MANILA, Philippines - Amid fresh calls in Congress to investigate anomalies in rice importation in the previous administration, the government may shut down the National Food Authority (NFA) as Budget Secretary Florencio B. Abad said three of its four functions may be devolved.
“The first one [subsidy function] can be best done by the Department of Social Welfare and Development [DSWD] through the Conditional Cash Transfer program,” Abad told members of the Financial Executives Institute of the Philippines in a forum organized by Finex on Wednesday afternoon.
Abad added that for the second function of the NFA, which is to procure rice from farmers, he said “there’s an emerging consensus to bring in private sector in the trading [of rice].”
The government, he added, “will simply perform the function of a buyer of last resort.”
He added that the government can buy to ensure a 15-day supply “and come July, to increase that for a 30-day supply.”
The NFA’s regulatory function on the trading, Abad said, can be transferred to a unit in the Department of Agriculture. “We’ve had two discussions [on this] with the President.”
Still, Abad said the national government has to deal with the P177-billion debt incurred by the NFA. “We have to take that on as a burden.”
The NFA has been reported as having accumulated such debt for allegedly overbuying rice last year.
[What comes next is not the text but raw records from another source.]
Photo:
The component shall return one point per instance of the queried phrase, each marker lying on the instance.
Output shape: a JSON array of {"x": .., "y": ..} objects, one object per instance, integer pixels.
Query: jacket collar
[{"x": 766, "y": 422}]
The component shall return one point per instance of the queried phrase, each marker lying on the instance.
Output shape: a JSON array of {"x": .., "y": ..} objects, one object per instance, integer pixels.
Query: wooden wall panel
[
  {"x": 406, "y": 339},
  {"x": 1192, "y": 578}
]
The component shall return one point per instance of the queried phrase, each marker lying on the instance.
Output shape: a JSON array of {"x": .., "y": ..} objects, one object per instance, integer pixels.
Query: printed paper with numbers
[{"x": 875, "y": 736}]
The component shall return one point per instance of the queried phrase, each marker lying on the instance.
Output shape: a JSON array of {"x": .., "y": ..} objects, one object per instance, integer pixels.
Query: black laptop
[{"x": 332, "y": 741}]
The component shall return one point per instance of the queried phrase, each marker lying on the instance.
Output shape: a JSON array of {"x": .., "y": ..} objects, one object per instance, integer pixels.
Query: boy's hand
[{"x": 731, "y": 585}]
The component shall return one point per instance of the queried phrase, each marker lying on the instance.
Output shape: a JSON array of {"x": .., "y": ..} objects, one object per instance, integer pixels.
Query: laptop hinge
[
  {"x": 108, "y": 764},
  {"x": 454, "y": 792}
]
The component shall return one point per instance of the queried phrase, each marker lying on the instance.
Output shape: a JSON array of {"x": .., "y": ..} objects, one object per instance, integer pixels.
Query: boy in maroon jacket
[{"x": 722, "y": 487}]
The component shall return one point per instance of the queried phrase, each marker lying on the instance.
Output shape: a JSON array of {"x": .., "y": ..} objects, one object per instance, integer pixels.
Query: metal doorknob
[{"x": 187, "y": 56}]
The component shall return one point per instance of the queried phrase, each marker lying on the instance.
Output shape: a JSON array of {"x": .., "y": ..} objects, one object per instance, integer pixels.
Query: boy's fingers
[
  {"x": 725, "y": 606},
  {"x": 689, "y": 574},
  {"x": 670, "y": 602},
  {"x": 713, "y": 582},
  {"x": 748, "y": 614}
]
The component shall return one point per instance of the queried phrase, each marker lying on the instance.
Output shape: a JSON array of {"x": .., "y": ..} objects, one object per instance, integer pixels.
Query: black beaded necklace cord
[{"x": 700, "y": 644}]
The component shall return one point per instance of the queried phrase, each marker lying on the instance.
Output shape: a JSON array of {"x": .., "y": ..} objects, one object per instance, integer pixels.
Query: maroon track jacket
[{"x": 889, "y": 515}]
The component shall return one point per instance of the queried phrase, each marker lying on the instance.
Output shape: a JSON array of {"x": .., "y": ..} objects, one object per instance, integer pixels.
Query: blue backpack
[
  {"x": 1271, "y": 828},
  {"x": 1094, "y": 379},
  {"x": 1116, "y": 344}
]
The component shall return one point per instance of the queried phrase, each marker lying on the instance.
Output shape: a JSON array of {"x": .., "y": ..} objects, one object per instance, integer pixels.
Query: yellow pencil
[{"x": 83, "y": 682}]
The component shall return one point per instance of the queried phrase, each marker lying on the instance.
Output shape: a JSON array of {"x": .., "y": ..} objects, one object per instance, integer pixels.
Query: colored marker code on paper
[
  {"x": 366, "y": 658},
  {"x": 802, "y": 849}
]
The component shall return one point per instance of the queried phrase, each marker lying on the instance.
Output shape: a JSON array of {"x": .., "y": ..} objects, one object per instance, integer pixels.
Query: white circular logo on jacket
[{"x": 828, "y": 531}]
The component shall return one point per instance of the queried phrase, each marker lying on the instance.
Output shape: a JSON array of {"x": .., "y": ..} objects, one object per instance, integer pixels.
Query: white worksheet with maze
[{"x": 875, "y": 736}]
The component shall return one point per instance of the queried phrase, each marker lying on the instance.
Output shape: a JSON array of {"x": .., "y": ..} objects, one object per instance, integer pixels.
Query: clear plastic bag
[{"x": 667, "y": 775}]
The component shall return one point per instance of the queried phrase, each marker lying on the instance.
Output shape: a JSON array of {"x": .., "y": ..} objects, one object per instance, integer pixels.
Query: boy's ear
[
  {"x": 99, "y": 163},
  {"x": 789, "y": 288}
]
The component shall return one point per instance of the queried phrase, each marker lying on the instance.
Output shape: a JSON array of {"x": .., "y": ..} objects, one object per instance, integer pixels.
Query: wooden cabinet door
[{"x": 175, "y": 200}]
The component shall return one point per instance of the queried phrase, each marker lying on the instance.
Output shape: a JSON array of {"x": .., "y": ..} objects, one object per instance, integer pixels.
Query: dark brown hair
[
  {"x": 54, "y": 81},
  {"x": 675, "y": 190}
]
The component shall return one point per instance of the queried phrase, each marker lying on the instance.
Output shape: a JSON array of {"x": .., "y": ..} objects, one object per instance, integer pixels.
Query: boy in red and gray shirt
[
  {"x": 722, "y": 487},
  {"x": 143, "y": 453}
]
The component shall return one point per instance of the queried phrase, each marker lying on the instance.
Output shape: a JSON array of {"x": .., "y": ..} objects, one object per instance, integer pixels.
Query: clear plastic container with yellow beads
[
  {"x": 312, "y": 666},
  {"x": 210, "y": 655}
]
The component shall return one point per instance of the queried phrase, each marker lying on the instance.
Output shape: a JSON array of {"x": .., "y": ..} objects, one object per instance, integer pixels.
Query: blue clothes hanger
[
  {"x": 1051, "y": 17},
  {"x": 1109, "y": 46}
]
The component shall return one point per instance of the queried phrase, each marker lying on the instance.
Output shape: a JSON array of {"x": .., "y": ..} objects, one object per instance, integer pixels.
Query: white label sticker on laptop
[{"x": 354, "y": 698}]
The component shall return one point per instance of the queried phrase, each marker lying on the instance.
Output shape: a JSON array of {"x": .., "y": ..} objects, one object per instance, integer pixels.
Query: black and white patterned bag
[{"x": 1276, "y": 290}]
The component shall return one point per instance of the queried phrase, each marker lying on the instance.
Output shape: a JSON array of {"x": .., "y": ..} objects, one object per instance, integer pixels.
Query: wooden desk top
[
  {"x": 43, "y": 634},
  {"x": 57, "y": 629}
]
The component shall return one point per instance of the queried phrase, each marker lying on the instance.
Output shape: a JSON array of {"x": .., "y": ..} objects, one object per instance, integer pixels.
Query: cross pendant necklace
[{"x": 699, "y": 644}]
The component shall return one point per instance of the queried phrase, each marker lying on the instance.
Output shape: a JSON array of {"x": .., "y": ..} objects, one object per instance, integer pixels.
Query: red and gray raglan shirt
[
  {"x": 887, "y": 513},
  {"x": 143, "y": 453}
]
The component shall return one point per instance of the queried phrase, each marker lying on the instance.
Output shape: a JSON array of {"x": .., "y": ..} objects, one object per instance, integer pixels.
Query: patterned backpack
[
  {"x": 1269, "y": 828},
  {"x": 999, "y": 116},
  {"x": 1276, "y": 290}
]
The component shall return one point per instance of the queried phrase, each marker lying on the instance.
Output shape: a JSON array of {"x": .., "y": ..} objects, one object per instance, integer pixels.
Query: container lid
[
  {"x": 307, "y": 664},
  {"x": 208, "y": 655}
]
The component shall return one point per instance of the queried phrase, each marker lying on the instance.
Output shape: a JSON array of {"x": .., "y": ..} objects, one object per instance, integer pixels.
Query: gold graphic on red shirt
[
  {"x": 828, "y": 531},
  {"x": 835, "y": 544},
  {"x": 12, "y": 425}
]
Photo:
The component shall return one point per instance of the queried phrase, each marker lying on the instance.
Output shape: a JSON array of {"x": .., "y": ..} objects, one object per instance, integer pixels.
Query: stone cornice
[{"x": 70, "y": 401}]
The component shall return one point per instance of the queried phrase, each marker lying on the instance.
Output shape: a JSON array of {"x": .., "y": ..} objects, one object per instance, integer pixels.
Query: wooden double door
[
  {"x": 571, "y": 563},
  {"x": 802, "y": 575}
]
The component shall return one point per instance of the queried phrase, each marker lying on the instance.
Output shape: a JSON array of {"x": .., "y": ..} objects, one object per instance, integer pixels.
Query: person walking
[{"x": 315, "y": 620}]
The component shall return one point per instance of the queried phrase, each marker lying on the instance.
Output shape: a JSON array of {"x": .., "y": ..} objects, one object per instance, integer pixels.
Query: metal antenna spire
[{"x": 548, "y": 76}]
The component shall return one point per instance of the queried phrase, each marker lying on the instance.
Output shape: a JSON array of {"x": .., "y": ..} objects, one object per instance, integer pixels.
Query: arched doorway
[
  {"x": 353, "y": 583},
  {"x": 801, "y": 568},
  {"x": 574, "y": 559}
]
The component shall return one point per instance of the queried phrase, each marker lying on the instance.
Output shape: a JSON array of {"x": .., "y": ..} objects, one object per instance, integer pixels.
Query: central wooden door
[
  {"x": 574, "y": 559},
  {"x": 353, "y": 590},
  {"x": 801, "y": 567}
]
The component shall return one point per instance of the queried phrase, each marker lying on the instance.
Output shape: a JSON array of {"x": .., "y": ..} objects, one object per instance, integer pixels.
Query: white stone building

However, Administrator Angelito T. Banayo told the BusinessMirror that this is the first time he heard about the proposal.
“There will be a need for, one, a policy decision by the President and, two, a legislative move,” Banayo said, when asked for his reaction on Abad’s statement about shutting down the NFA.
He told the BusinessMirror on the sidelines of the last official lecture of UP professor Leonor Briones that he met with President Benigno S. Aquino III this week “and there was no mention of it [move to close the NFA].”